Symbol Tables Demystified
Every programmer has seen a symbol table error. “Undefined reference to foo.” “Multiple definition of bar.” “Symbol not found: baz.” These messages come from the linker, and they’re telling you that something went wrong in the symbol table—the data structure at the heart of linking.
But what is a symbol table? Not conceptually—we covered that in Chapter 1. What is it physically? What bytes are in the file? What does the linker actually read when it resolves your function calls?
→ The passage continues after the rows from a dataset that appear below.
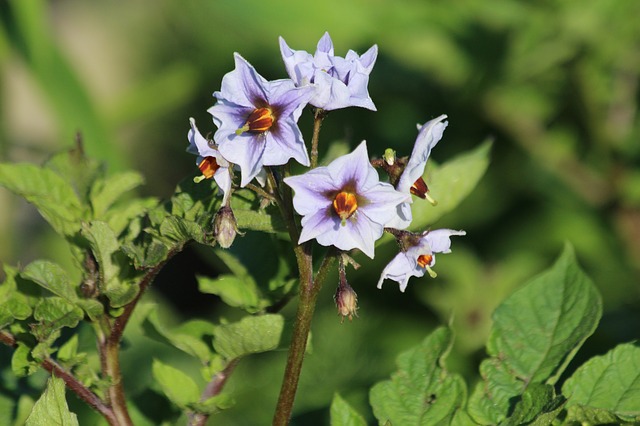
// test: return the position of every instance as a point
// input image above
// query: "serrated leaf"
(449, 184)
(106, 249)
(146, 255)
(6, 410)
(25, 405)
(13, 304)
(22, 363)
(259, 221)
(538, 406)
(610, 382)
(252, 334)
(238, 292)
(107, 191)
(536, 332)
(342, 414)
(181, 389)
(52, 409)
(56, 312)
(421, 392)
(188, 337)
(48, 192)
(52, 277)
(69, 349)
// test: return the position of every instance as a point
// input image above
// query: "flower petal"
(283, 143)
(429, 135)
(243, 86)
(440, 240)
(246, 151)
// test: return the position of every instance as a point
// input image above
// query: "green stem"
(308, 297)
(71, 382)
(319, 115)
(110, 348)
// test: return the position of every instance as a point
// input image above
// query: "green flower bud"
(225, 227)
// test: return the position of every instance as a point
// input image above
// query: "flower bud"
(346, 301)
(225, 227)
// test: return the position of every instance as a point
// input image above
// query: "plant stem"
(306, 307)
(319, 115)
(70, 381)
(110, 348)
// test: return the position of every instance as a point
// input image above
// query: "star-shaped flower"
(411, 180)
(419, 258)
(257, 120)
(344, 204)
(339, 82)
(210, 162)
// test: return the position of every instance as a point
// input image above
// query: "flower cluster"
(344, 204)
This chapter answers those questions. We’ll look at the raw structure of symbol table entries, see how names are stored, and understand the flags that control visibility and binding. By the end, you’ll be able to read readelf -s output like a native speaker, and debug symbol problems by understanding exactly what went wrong.
We’ve mentioned symbol tables throughout this book. Now let’s crack them open and see exactly how they work.
The Symbol Table: A Database of Names
A symbol table is a structured list of symbols. Each entry contains:
- Name (or pointer to name string)
- Value (address/offset)
- Size (bytes)
- Type (function, object, etc.)
- Binding (local, global, weak)
- Section (where it lives)
- Visibility (default, hidden, protected)
Let’s look at the raw structure.
ELF Symbol Table Structure
In ELF, a symbol entry (64-bit) looks like:
typedef struct {
Elf64_Word st_name; // Offset into string table
unsigned char st_info; // Type and binding
unsigned char st_other; // Visibility
Elf64_Half st_shndx; // Section index
Elf64_Addr st_value; // Symbol value (address)
Elf64_Xword st_size; // Size of symbol
} Elf64_Sym;
That’s 24 bytes per symbol. Let’s decode each field.
st_name: The Name
This isn’t the actual string—it’s an offset into the string table (.strtab). Why?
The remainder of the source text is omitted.